By now, we have a good understanding how Azure Machine Learning works. In this challenge, we'll take a data set and use Automated Machine Learning for testing out different regression algorithms automatically. Automated Machine Learning is currently able to perform classification, regression and also forecasting.

Note: As of May 2019, Automated Machine Learning can also be used directly from the Azure Portal. In this challenge, we'll use the Portal, in the next challenge, we'll be using code.

Dataset

For this challenge, we'll use the Pima Indians Diabetes dataset: The Pima Indians Diabetes Dataset involves predicting the onset of diabetes within 5 years in Pima Indians given medical details. Before getting started, have a look at the data set: pima-indians-diabetes.csv.

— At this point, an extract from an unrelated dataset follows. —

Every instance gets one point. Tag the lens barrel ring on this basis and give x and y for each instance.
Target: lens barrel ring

Note: You can find more datasets for trying out AutoML on this website or obviously on Kaggle - by the way, the Wine Quality Dataset also makes for a nice demo.

A word of caution: Always make sure to only use properly formatted csv files with Automated Machine Learning. Especially incomplete lines/rows, e.g. missing a few commas, can throw off the service easily.

Automated Machine Learning

In your Machine Learning workspace, navigate to the Automated ML section and select + New Automated ML run.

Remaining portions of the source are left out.